Un lièvre, sorti de son gîte,
Courait les champs en liberté ;
Et sans songer à mal, s'en revenait bien vite,
Pour se remettre en sûreté.
Mais le malheur survient, hélas ! sans qu'on y pense.
Un lévrier, que l'on nommait Volant,
Paraît dans la plaine, s'élance,
Le voit, le poursuit à l'instant.
Le lièvre fuit, et comme un trait, détale :
Son ennemi court encor mieux,
Le joint ; c'était l'heure fatale
Qui devait terminer son sort trop malheureux.

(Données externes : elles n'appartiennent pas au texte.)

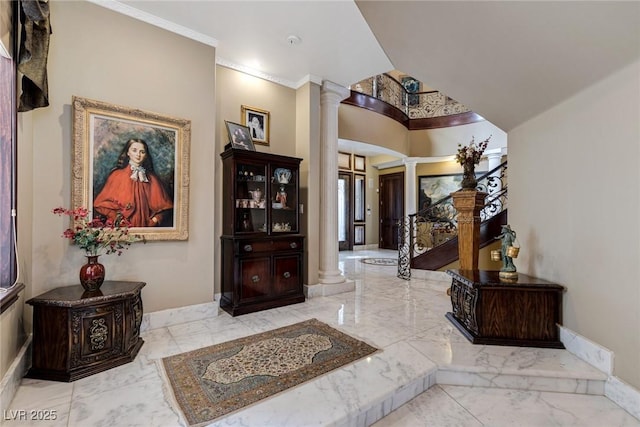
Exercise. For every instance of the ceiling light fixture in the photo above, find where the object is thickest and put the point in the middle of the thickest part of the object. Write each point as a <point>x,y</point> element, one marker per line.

L'animal craintif et timide
Dit à Volant : quel sujet vous décide
A me porter le coup mortel ?
Que vous reviendra-t-il d'un dessein si cruel ?
Ma dépouille et mon corps seront à votre maître,
Vous serez assassin pour le profit d'un traître !

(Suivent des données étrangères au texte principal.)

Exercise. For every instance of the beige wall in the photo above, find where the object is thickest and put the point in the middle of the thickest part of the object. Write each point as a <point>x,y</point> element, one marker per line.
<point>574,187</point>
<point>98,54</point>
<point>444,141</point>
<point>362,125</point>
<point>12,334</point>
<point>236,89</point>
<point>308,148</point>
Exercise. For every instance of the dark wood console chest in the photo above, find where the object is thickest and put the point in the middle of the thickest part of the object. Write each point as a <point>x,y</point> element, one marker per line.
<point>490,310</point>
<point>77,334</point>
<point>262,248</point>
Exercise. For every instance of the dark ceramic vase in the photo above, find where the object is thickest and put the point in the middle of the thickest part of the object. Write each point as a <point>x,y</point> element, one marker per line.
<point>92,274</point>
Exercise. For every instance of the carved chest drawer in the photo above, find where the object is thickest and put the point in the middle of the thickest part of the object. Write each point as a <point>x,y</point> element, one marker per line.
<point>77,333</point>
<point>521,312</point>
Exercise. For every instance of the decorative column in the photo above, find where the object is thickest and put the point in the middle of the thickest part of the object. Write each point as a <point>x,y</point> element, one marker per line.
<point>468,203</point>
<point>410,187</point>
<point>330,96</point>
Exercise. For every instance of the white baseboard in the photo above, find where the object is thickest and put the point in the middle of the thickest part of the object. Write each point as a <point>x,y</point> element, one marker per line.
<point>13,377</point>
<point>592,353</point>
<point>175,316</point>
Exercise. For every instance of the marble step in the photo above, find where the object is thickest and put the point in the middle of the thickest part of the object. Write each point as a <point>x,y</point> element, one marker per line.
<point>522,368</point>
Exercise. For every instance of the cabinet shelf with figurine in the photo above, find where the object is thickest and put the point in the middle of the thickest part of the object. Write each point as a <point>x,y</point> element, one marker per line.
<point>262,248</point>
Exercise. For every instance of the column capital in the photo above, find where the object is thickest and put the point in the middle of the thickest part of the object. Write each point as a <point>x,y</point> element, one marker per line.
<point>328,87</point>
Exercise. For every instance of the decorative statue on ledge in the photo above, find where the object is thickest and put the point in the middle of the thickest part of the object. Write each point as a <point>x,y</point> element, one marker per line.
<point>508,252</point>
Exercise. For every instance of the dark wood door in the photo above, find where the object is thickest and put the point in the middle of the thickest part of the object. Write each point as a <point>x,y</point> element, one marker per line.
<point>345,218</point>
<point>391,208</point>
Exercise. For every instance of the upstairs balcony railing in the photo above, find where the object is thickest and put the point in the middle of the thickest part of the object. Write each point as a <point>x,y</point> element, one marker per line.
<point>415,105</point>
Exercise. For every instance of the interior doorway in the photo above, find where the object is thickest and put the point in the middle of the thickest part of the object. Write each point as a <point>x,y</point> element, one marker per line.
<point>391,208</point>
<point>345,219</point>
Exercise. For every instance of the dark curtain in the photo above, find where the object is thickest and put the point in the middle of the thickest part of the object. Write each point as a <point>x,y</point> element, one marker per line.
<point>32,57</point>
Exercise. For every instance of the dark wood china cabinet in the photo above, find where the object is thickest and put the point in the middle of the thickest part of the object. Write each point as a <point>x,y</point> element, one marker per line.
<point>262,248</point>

Mon cher, répond Volant, vous raisonnez très-bien ;
Mais de lâcher ma proie, oh ! je n'en ferai rien ;
De vos raisons et de vous je me moque ;
Ainsi, qu'un autre ou moi vous croque,
Je crois qu'il importe fort peu ;
Manger un lièvre n'est qu'un jeu.
Raison, humanité, sont des mots qu'un corsaire
Ne connaît pas dans son vocabulaire.